Wind-pollinated versus insect-pollinated flowers
Flowers are adapted to how they spread pollen.
| Feature | Insect-pollinated | Wind-pollinated |
|---|---|---|
| Petals | Large, bright, scented | Small, dull, or none |
| Nectar | Present | Absent |
| Anthers | Inside the flower | Large, hanging outside |
| Stigma | Inside, sticky | Large, feathery, hanging out |
| Pollen | Less, sticky or spiky | A lot, small, light, smooth |
The pattern is logical: insect-pollinated flowers must attract and stick pollen to insects, while wind-pollinated flowers must release and catch pollen on the breeze.
The role of bees
Bees are major pollinators. As a bee visits flowers for nectar and pollen, pollen sticks to its body and is carried to the next flower, transferring it from anther to stigma. Many crops, especially fruit such as apples and many vegetables, depend on insect pollination to set fruit and seed.
A decline in bee populations is a serious concern: fewer pollinators means poorer pollination, so crop yields fall, threatening food production, farmers' incomes and wild plant biodiversity.
Examples in context
Example 1. Apple orchards rely on bees. An apple grower may keep or attract bees because apple blossom needs insect pollination to set fruit. Without enough bees, fewer flowers are pollinated, so the tree carries fewer apples and the crop, and the grower's income, falls.
Example 2. Cereals are wind-pollinated. Wheat and barley are grasses, so they are wind-pollinated and do not depend on insects. This means cereal yields are not directly hit by a fall in bee numbers, which is one reason large cereal areas can be grown without managing pollinators.
Try this
Q1. State the function of the stigma and the anther. [2 marks]
- Cue.
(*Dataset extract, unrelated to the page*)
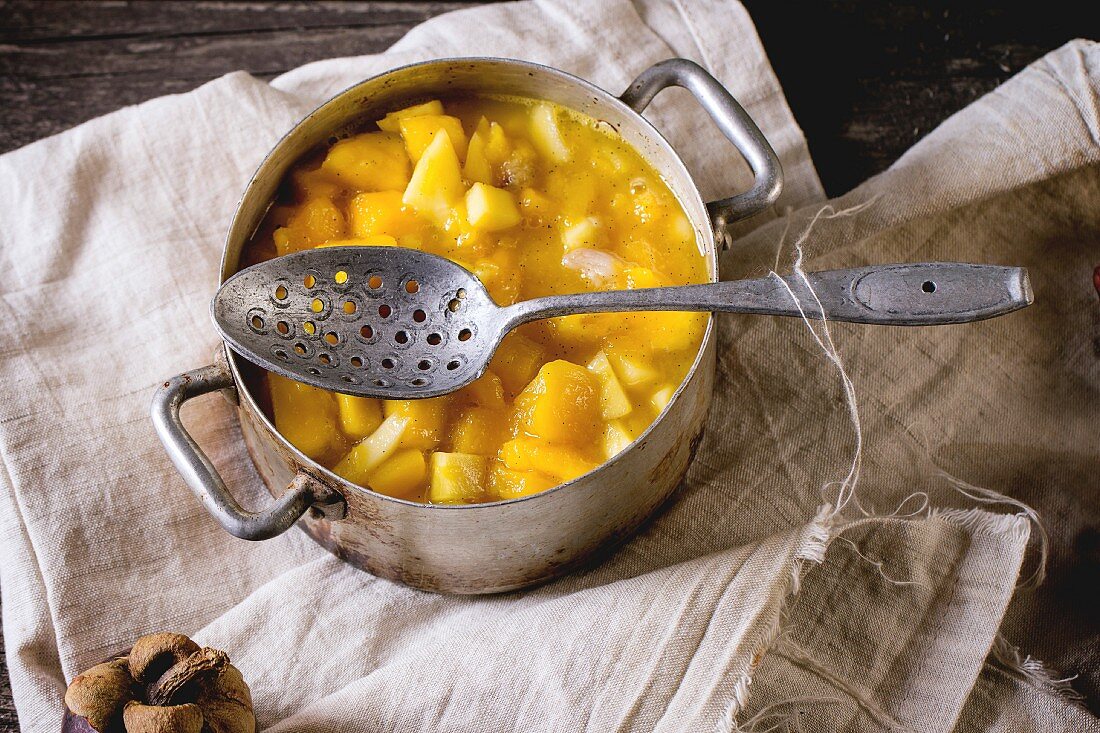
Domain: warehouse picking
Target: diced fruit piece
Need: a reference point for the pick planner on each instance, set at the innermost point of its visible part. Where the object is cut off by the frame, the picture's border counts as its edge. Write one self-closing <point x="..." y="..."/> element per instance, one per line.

The anther makes pollen (male part); the stigma catches pollen (female part).
Q2. Give one reason a decline in bees is a concern for farmers. [1 mark]
- Cue. Poorer pollination of crops such as fruit lowers yields and food production.
Exam-style practice questions
Practice questions written in the style of CCEA exam questions on this dot point, with worked answer explainers. The year tag is the paper they imitate, not the source.
CCEA Unit 1 style6 marksCompare and contrast wind-pollinated and insect-pollinated flowers, giving three differences.Show worked answer →
Six marks need three clear differences, each contrasting both types.
Petals: insect-pollinated flowers have large, brightly coloured, scented petals with nectar to attract insects; wind-pollinated flowers have small, dull or no petals because they do not need to attract anything.
Anthers and stigma: insect-pollinated flowers have anthers and a stigma held inside the flower so visiting insects brush against them; wind-pollinated flowers have large anthers hanging outside to release pollen into the wind and large, feathery stigmas hanging out to catch pollen.
Pollen: insect-pollinated flowers make smaller amounts of sticky or spiky pollen that sticks to insects; wind-pollinated flowers make large amounts of small, light, smooth pollen that blows easily in the wind.
Markers reward three matched pairs of differences. Naming features for only one type, without the contrast, scores fewer marks.
CCEA Unit 1 style4 marksExplain the role of bees in pollination and why a decline in bee populations is a concern for agriculture.Show worked answer →
Four marks: the role of bees plus the consequences of decline.
Bees are important pollinators. As a bee visits a flower to collect nectar and pollen, pollen sticks to its body and is carried to the next flower, transferring pollen from the anther of one flower to the stigma of another. This pollination allows fertilisation and the production of seeds and fruit.
Many crops, including fruit such as apples and many vegetables, depend on insect pollination by bees to set fruit and seed.
A decline in bee populations is a concern because fewer pollinators means poorer pollination, so yields of these crops fall, threatening food production and farmers' incomes. It can also reduce wild plant reproduction and biodiversity. Markers reward the pollination role, the dependence of crops on bees, and the link to reduced yields or food production.